Kestrel, meanwhile, attended to more mundane matters, carrying despatches, fresh vegetables, mail and gossip to and from the detached cruisers, a maid of all work that fled from strong opposition and struck at weaker foes. Pellew took some men from her to supplement his crew of Cornish tin miners, despite Griffiths's protest, but they suffered only twice from this abuse. Kestrel's people, mostly volunteers, were a superlative crew, worthy of a flagship under the most punctilious admiral.

'Better'n aught the Cumberland Fleet can offer,' Jessup claimed with pride, alluding to the Thames yachts that made a fetish of such niceties as sail drill. Griffiths too reserved an approbatory twinkle in his eye for a smart manoeuvre executed under the envious glare of a frigate captain still struggling with a crew of landsmen. He could imagine the remarks on a score of quarterdecks about the 'damned insolence of unrated buggers'.

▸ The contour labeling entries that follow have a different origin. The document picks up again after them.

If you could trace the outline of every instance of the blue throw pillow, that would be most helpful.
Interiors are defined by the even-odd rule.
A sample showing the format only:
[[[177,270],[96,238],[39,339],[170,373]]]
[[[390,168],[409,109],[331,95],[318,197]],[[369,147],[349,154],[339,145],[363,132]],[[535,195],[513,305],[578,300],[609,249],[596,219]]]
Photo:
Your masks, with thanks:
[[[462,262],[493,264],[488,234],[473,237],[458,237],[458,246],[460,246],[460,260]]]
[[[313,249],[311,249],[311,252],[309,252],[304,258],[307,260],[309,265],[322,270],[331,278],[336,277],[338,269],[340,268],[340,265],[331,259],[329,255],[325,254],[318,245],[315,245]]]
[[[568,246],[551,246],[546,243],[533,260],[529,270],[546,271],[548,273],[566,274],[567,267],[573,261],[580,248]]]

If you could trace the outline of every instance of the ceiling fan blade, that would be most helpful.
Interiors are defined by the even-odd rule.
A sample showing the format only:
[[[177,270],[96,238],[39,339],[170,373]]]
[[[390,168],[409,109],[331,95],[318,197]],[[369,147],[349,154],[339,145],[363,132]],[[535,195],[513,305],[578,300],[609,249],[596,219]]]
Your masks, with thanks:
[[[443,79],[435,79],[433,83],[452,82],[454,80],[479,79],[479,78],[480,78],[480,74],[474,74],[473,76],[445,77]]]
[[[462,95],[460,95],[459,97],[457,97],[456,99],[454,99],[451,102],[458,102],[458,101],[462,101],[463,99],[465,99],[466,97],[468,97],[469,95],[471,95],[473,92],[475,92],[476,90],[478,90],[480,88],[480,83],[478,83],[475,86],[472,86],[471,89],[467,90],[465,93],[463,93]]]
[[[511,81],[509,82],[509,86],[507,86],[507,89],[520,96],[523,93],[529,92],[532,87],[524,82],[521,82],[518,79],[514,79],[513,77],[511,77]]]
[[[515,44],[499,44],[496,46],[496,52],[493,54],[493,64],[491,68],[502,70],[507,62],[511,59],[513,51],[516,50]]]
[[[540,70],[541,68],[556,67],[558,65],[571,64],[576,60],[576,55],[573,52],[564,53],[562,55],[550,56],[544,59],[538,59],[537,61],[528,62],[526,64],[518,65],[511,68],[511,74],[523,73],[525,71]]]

Amid this activity Drinkwater was aware that he was part of a happy ship, that Griffiths rarely flogged, nor had need to, and that these were halcyon days.

Whatever his misgivings about his future they were hidden from the taut deck of the cutter and reserved for the solitude of his cabin. The demands of watch and watch, the tension of chase or flight and the modest profits on prizes were in part compensation for the lack of prospects on his own, personal horizon.

December found them off the low island of Ushant cruising in search of Warren with the news that the commodore's squadron, after many delays and dockyard prevarications, would assemble under his command at Falmouth in the New Year.

It was a day of easterly wind which washed the air clear of the damp westerlies that had dogged them through the fall. Depression had followed depression across the Atlantic, eight weeks in which Kestrel had sought her principals under the greatest difficulties, her people wet and miserable, her canvas sodden and hard, her galley stove mostly extinguished.

The bright sunlight lay like a benefice upon the little ship so that she seemed reborn, changing men's moods, the skylarking crew a different company. Damp clothing appeared in the weather rigging giving her a gipsy air.